Pasé la primera década y media de mi vida felizmente inconsciente de su aroma o su sabor, creciendo en un hogar kósher en Israel, donde un buen cholent era la cima de la gastronomía cárnea.

Y luego, un día, atravesando la pubertad, visité la casa de un amigo y olí algo trascendente. Entendí, con ese solo aroma, lo que debe haber sido pararse en el antiguo Templo y aspirar el humo que se elevaba de las ofrendas quemadas, cada respiración aclarando más y más las afinidades espirituales que existen entre la carne y lo divino.

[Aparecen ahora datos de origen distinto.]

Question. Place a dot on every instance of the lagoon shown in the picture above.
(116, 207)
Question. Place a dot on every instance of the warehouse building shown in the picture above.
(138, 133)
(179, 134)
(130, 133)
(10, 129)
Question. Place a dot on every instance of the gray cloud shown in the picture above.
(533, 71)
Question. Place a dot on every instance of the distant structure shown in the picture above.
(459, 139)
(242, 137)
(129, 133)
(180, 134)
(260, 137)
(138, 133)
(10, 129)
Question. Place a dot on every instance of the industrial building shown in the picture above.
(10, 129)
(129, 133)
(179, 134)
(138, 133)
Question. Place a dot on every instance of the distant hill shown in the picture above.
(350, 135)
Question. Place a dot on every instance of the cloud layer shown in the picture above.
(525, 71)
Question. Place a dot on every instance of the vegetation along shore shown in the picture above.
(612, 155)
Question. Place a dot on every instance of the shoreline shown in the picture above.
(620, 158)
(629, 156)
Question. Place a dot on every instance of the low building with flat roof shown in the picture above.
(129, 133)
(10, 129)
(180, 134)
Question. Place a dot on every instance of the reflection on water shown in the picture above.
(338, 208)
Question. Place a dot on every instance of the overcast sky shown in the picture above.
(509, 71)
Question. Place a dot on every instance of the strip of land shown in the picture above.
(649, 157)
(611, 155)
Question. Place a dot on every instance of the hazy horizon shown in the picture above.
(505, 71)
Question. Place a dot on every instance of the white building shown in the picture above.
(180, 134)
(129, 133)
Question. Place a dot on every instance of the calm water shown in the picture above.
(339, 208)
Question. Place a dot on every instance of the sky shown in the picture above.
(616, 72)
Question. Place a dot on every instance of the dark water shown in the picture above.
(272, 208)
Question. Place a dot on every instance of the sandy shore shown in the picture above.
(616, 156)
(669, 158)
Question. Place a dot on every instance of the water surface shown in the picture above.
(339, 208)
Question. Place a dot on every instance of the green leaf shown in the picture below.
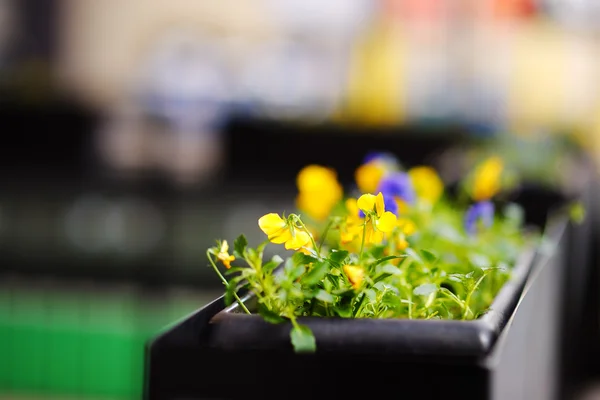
(425, 289)
(239, 246)
(316, 273)
(303, 339)
(384, 259)
(414, 255)
(324, 296)
(577, 212)
(371, 295)
(429, 256)
(295, 272)
(302, 259)
(390, 269)
(480, 260)
(269, 315)
(337, 257)
(271, 265)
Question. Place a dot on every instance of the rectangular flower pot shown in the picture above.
(509, 353)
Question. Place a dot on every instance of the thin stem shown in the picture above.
(240, 302)
(324, 236)
(468, 299)
(362, 244)
(312, 240)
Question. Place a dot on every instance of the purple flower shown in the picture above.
(397, 184)
(483, 212)
(390, 205)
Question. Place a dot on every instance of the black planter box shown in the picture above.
(510, 353)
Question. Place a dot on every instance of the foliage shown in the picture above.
(405, 250)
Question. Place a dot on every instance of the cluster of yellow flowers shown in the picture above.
(381, 212)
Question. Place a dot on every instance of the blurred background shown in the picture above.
(139, 132)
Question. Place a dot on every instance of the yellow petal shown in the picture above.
(315, 178)
(427, 183)
(487, 179)
(300, 239)
(271, 223)
(386, 222)
(366, 202)
(407, 226)
(224, 247)
(355, 275)
(379, 204)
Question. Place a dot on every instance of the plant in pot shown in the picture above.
(397, 247)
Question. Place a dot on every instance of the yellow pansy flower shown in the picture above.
(486, 181)
(368, 175)
(378, 220)
(281, 231)
(427, 183)
(223, 255)
(318, 190)
(355, 274)
(275, 227)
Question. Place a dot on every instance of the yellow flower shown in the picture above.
(378, 221)
(355, 275)
(487, 179)
(368, 175)
(401, 243)
(427, 183)
(299, 239)
(281, 231)
(318, 190)
(223, 255)
(275, 227)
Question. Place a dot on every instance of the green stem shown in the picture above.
(362, 244)
(324, 236)
(237, 298)
(312, 240)
(468, 299)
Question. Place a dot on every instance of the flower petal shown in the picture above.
(300, 239)
(386, 222)
(366, 202)
(379, 204)
(271, 223)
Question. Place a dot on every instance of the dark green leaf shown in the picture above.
(302, 259)
(337, 257)
(316, 273)
(239, 246)
(271, 265)
(414, 255)
(390, 269)
(303, 339)
(295, 272)
(577, 212)
(480, 260)
(425, 289)
(429, 256)
(384, 259)
(270, 316)
(324, 296)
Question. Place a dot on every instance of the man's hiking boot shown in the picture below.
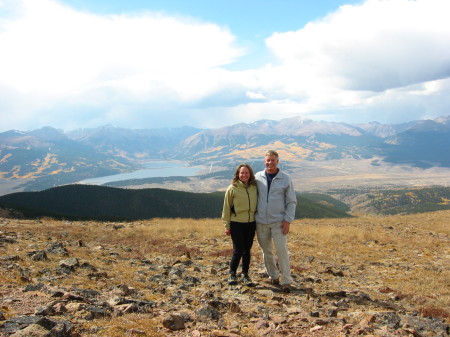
(247, 280)
(232, 280)
(274, 281)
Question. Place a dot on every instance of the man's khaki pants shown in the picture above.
(266, 234)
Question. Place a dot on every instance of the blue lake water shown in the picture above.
(160, 169)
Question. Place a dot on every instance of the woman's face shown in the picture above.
(244, 174)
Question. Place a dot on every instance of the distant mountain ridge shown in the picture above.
(47, 157)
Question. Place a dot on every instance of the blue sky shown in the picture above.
(151, 64)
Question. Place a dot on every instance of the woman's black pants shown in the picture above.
(242, 235)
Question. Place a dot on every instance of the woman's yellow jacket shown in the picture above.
(239, 204)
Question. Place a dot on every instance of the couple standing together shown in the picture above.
(264, 203)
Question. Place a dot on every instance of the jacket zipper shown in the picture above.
(249, 205)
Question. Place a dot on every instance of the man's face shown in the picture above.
(271, 163)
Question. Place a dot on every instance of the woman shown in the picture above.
(238, 216)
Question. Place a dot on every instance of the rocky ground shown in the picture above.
(354, 277)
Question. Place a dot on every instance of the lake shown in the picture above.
(159, 169)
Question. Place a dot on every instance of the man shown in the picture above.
(274, 213)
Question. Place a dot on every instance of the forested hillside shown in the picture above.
(112, 204)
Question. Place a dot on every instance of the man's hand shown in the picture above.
(285, 227)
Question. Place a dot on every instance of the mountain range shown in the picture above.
(47, 157)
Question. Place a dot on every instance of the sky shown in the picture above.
(145, 64)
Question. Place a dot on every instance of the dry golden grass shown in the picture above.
(406, 256)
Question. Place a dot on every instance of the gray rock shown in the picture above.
(209, 312)
(174, 322)
(38, 255)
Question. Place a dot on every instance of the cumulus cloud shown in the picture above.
(385, 60)
(54, 56)
(375, 46)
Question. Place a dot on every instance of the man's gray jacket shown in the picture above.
(277, 204)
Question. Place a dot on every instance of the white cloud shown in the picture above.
(53, 55)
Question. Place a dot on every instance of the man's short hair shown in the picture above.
(272, 153)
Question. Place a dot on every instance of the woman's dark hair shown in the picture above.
(251, 181)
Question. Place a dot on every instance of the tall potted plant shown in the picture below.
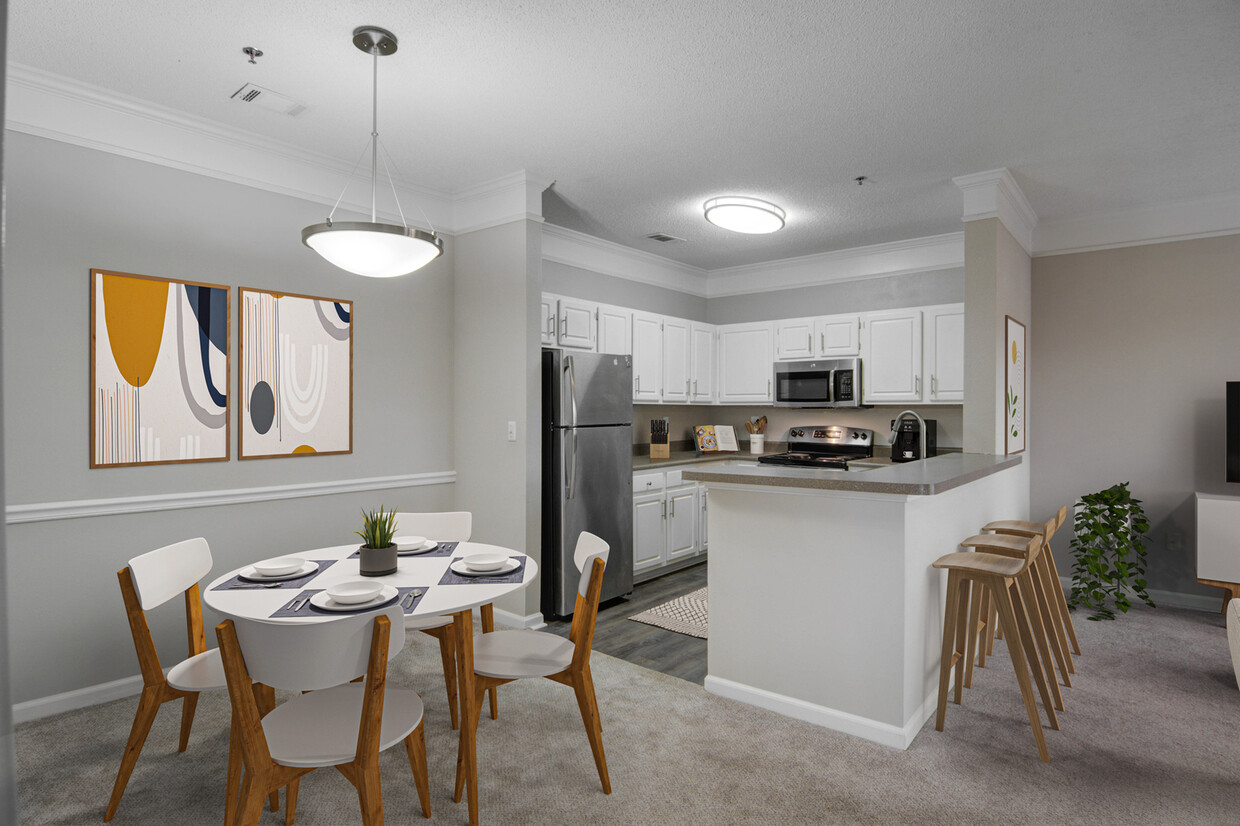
(377, 556)
(1109, 546)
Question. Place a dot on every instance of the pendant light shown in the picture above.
(739, 213)
(368, 247)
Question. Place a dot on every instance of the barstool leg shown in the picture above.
(1007, 615)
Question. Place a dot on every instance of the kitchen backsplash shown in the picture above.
(779, 419)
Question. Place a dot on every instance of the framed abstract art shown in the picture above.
(159, 371)
(296, 375)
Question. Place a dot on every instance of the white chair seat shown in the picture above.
(320, 728)
(200, 672)
(425, 623)
(516, 655)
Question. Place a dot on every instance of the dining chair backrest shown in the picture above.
(445, 526)
(588, 547)
(314, 655)
(168, 572)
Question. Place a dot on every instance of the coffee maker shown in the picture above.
(905, 447)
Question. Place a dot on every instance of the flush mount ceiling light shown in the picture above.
(744, 215)
(368, 247)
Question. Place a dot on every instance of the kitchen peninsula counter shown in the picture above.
(825, 604)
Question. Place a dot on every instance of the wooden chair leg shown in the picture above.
(1007, 617)
(1021, 636)
(148, 706)
(487, 615)
(187, 707)
(949, 641)
(583, 686)
(416, 747)
(290, 800)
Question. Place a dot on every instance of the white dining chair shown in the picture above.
(505, 656)
(447, 526)
(146, 582)
(337, 722)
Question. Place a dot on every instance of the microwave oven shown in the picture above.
(823, 382)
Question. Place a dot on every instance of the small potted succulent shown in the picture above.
(377, 556)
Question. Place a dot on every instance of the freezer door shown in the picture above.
(597, 496)
(594, 388)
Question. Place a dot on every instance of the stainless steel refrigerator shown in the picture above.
(587, 470)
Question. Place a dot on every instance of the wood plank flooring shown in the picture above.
(651, 648)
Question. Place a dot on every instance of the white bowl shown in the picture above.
(485, 561)
(355, 592)
(278, 566)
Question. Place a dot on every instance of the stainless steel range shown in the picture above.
(823, 445)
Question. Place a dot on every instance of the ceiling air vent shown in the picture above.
(268, 99)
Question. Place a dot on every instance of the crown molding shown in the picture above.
(877, 261)
(1152, 225)
(48, 106)
(995, 194)
(574, 248)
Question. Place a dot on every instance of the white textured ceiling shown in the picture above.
(641, 111)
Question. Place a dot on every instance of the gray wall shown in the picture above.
(72, 208)
(589, 285)
(887, 293)
(1133, 349)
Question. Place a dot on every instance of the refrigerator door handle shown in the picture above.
(572, 387)
(571, 469)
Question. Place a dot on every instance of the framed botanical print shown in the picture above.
(296, 375)
(159, 371)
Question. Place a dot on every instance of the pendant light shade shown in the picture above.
(739, 213)
(373, 249)
(370, 247)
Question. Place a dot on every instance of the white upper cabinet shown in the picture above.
(794, 339)
(702, 362)
(945, 352)
(647, 356)
(837, 335)
(745, 356)
(892, 356)
(615, 330)
(676, 360)
(577, 328)
(548, 310)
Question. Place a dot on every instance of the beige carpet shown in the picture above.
(1150, 736)
(688, 614)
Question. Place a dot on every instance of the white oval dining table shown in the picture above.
(423, 572)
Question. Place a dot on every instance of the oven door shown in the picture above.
(802, 385)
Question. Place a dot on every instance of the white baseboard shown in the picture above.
(77, 698)
(871, 729)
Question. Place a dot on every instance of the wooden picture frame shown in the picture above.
(1014, 386)
(296, 375)
(160, 371)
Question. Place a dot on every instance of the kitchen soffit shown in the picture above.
(1096, 108)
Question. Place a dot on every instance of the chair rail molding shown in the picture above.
(89, 507)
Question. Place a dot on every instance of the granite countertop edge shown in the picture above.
(945, 473)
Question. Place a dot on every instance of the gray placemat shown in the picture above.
(402, 592)
(444, 550)
(453, 578)
(237, 583)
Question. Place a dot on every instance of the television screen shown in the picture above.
(1234, 432)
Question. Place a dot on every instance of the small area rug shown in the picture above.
(687, 614)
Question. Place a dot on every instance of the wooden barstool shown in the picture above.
(1059, 599)
(1034, 590)
(998, 577)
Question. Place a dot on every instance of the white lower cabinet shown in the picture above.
(668, 520)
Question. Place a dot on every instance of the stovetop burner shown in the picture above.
(828, 447)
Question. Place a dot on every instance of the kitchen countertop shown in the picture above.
(925, 478)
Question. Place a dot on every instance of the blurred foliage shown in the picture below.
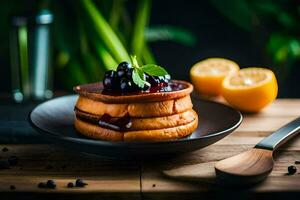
(91, 36)
(277, 21)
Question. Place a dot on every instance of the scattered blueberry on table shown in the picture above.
(292, 169)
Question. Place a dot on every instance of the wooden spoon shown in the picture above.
(254, 165)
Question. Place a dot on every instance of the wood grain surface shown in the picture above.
(110, 179)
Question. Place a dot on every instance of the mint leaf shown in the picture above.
(134, 62)
(154, 70)
(138, 78)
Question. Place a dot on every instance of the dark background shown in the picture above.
(216, 37)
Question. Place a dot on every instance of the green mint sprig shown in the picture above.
(138, 73)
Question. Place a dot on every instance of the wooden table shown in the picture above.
(143, 179)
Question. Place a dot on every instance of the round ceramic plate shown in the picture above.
(54, 120)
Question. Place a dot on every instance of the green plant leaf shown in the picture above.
(141, 22)
(105, 32)
(147, 55)
(176, 34)
(154, 70)
(134, 61)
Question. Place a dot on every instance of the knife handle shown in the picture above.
(279, 137)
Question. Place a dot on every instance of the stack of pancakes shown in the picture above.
(137, 117)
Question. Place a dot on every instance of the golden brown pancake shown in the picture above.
(148, 109)
(98, 132)
(144, 123)
(154, 116)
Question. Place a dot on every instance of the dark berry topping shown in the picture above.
(292, 169)
(125, 85)
(70, 185)
(147, 86)
(109, 82)
(5, 149)
(124, 66)
(110, 73)
(129, 74)
(80, 183)
(168, 77)
(4, 164)
(153, 80)
(121, 80)
(12, 187)
(51, 184)
(13, 160)
(42, 185)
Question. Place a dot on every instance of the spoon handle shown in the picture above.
(279, 137)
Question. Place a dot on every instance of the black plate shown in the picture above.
(54, 119)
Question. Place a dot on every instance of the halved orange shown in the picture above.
(251, 89)
(207, 75)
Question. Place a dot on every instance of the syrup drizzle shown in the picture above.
(123, 123)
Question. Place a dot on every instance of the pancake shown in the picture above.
(142, 123)
(159, 114)
(97, 132)
(147, 109)
(95, 91)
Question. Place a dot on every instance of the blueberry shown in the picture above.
(13, 160)
(292, 169)
(12, 187)
(42, 185)
(4, 164)
(5, 149)
(147, 86)
(168, 77)
(108, 82)
(124, 66)
(110, 73)
(80, 183)
(162, 79)
(51, 184)
(121, 73)
(129, 74)
(153, 80)
(125, 85)
(70, 185)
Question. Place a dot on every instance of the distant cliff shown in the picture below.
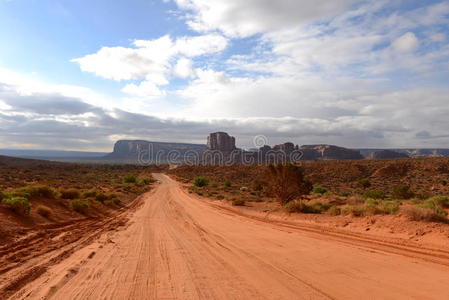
(328, 152)
(386, 154)
(135, 151)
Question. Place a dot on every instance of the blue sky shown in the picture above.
(355, 73)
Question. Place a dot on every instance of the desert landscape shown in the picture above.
(224, 149)
(92, 231)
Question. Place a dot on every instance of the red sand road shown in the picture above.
(177, 246)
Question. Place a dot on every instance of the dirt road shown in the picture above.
(176, 246)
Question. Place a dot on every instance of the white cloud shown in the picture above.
(406, 43)
(184, 68)
(149, 58)
(143, 89)
(438, 37)
(244, 18)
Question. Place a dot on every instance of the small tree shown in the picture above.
(286, 182)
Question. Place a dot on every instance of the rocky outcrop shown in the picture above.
(286, 147)
(139, 151)
(221, 141)
(328, 152)
(387, 154)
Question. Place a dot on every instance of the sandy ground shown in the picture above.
(174, 245)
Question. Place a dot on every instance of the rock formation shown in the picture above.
(387, 154)
(135, 151)
(328, 152)
(221, 141)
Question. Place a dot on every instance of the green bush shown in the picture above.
(374, 194)
(80, 205)
(145, 181)
(101, 197)
(370, 209)
(299, 207)
(293, 207)
(356, 211)
(402, 192)
(390, 207)
(40, 191)
(200, 181)
(442, 201)
(371, 202)
(258, 186)
(19, 205)
(364, 183)
(44, 211)
(20, 192)
(89, 194)
(70, 194)
(319, 190)
(321, 207)
(130, 179)
(238, 202)
(333, 211)
(422, 213)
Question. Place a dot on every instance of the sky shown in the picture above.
(80, 75)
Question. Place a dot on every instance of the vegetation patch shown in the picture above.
(80, 205)
(19, 205)
(200, 181)
(44, 211)
(70, 194)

Le pregunté a la madre de mi amigo qué estaba cocinando y me respondió que era tocino. Bien podría haber dicho kryptonita, ya que, el tocino era una sustancia que nunca imaginé que realmente existiera en el mismo planeta que yo habitaba. Me preguntó si quería una tira. Sin pensar, dije que sí.

Te confieso algo, me encantó. El atractivo fue más que gustativo, fue emotivo. Comer tocino era como comulgar en una religión de mi elección, deshacerme del yugo de la tradición que mis padres pusieron sobre mi espalda sin mi comprensión ni consentimiento. Todavía creía en Dios, todavía me sentía profundamente judío, todavía estaba orgulloso de mi herencia, pero con cada bocado crujiente y grasoso sentía que estaba forjando mi propio camino hacia adelante, un camino que no requería renunciar a los placeres de la vida para declarar mi lealtad a mi pueblo y mi fe.

He dado una versión de este sermón a menudo, con frecuencia durante los desayunos buffet donde el tocino ocupaba el lugar que le correspondía, junto a los huevos fritos. “Los días de las ofrendas en el Templo”, dije con la boca llena, “han quedado atrás. Dios, seguramente, nunca habría creado tal esplendor culinario como el tocino solo para prohibirnos disfrutarlo”.

Cada bocado que comía era como un tratado teológico, porque el tocino, a diferencia de todos los demás alimentos prohibidos, no era solo una comida prohibida, era una sinécdoque para todo el reino taref de lo prohibido, una metáfora de la relación complicada y difícil entre Dios y su pueblo elegido. Yo lo disfrutaba deliberadamente, conscientemente. Era, creía, el instrumento de mi liberación.

Cuando me hice mayor y la sabiduría de las viejas ideas judías brilló intensamente, cuando la kashrut volvió a convertirse en algo relevante, dudé durante mucho tiempo si volver a comer kósher, principalmente por el tocino. Renunciar al tocino se sentía como una rendición. Pero me di cuenta de que nunca iba a ser capaz de racionalizar mi camino hacia la sumisión. Si iba a volver a las purezas de mi juventud, tenía que tirarme a la piscina y hacerlo.

Al principio, cada comida me generaba una pequeña angustia, por el tocino que no estaba allí. ¿Esta hamburguesa era realmente buena sin una o dos tiras encima? ¿Era esa ensalada realmente saludable sin los maravillosos trocitos desmenuzados encima? Y, lo más importante, ¿acaso mi espíritu crecía a pesar de que mi cintura se reducía?

Obtuve mi respuesta una agradable tarde en la calle. Iba a toda prisa hacia algún lugar cuando pasé por un café al aire libre donde una joven acababa de recibir su pedido: un sándwich de tocino, lechuga y tomate, el maravilloso sándwich que yo había pedido en tantas noches de borrachera. Disminuí la velocidad, permitiendo que el olor familiar se asentara en mis fosas nasales. Esperaba sentirme nervioso, enojado, angustiado. En cambio, sentí lo que podría haber sido la mayor calma de mi vida.

No fue la calma de la comprensión: todavía no puedo articular completamente por qué decidí volver a comer kósher. Era la calma del dominio y del misterio, de saber que mi alma, respondiendo a extrañas señales del pasado primordial, está siendo llamada a hacer algo que aún no comprende pero que todavía puede hacer: obedecer a un Poder superior y ordenarle a la garganta que haga Su voluntad.

Al no comer tocino, en otras palabras, me sentí completamente en control pero cediendo al mismo tiempo completamente el control a un poder superior, que es, posiblemente, la mejor descripción de la vida que encontrarás alguna vez.

Ya han pasado varios años sin cerdo, y cada día extraño menos el tocino. El tocino es genial, pero vivir una vida con significado es aún mejor.